Не глядя на Катку, Виктория Алексеевна тихо сказала:
– Я сама без Танечки жить не могу, мне все кажется, что она жива и скоро появится дома. После похорон я в больницу попала. Пролежала там около месяца, сердце болело. Ну, а как выписали, я домой-то приехала и поняла – не смогу в четырех стенах целыми днями сидеть. Не выдержу. Все на мозги давит. Хожу из комнаты в комнату, словно неприкаянная, то к окну подойду, то к зеркалу и все одна да одна, даже словом перекинуться не с кем. Так и с ума сойти недолго.
– У вас на пороге спит кошка.
– Это не моя, соседская. Она давно мой коврик облюбовала, они ее гулять выпускают, а она свои дела у мусоропровода сделает и к моей двери несется. Ляжет и спит по нескольку часов кряду.

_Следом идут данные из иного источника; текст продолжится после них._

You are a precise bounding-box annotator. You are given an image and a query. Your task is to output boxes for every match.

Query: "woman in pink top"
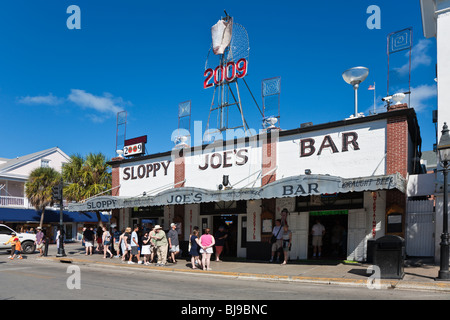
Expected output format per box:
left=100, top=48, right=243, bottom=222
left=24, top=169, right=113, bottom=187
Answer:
left=200, top=228, right=216, bottom=270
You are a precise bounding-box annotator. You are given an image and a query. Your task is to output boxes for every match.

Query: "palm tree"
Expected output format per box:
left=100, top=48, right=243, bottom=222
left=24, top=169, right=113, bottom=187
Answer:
left=25, top=168, right=61, bottom=228
left=62, top=153, right=112, bottom=226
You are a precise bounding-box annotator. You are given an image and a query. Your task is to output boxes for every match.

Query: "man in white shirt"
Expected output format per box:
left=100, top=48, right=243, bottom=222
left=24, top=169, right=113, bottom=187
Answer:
left=270, top=219, right=283, bottom=262
left=311, top=219, right=325, bottom=257
left=128, top=226, right=142, bottom=264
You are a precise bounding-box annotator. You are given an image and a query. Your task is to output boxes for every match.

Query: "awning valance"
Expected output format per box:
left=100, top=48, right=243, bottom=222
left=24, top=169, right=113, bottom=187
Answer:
left=69, top=173, right=406, bottom=211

Виктория Алексеевна замолчала. Она долго смотрела на свои морщинистые ладони, а потом призналась:
– Я и консьержкой-то устроилась, только чтобы дома не сидеть. Вторую неделю работаю на пару с Евдокией. Здесь хоть какое-никакое, а общение. Один зайдет, второй выйдет, кто постоит, поговорит, кто новость какую расскажет. Так денечки и проходят, а вот ночью тоска одолевает.
– А что же все-таки произошло у Тани, почему она ушла из школы? Нашла новую работу?
– Таня не работала.
– Нам сказали, она попала в аварию на собственной машине, а машины сейчас дорогие.
Виктория медленно закивала.
– Да, дорогие. Этой аварии не должно было быть. Их всех господь забирает к себе молодыми. Почему, почему они все уходят, не дожив до пятидесяти?
– Кто они?
– Родственники Татьяны. Ее бабушка умерла в сорок девять лет, мать едва дожила до тридцати шести, а Танюшка даже двадцать четвертый день рождения справить не успела.
– Подождите, а как же вы? Вам же семьдесят четыре года.
– Я ей никто. В смысле, не кровные мы с Танечкой родственники. Мы вообще не состоим в родственных отношениях.
– Не понимаю, как это? Таня говорила, что вы ее бабушка.
– Она считала меня бабушкой, а ее мать считала меня матерью. Давно это было, тридцать четыре года прошло с тех пор. – Бузанова поднесла платок к увлажнившимся глазам. – Как вспомню, что произошло, так не по себе делается. И совесть мучает, и правду я до конца не знаю. Как быть, ума не приложу. Милиции я ничего не сказала, сначала боялась, сомненьями терзалась, потом в больнице очутилась. А теперь запуталась окончательно.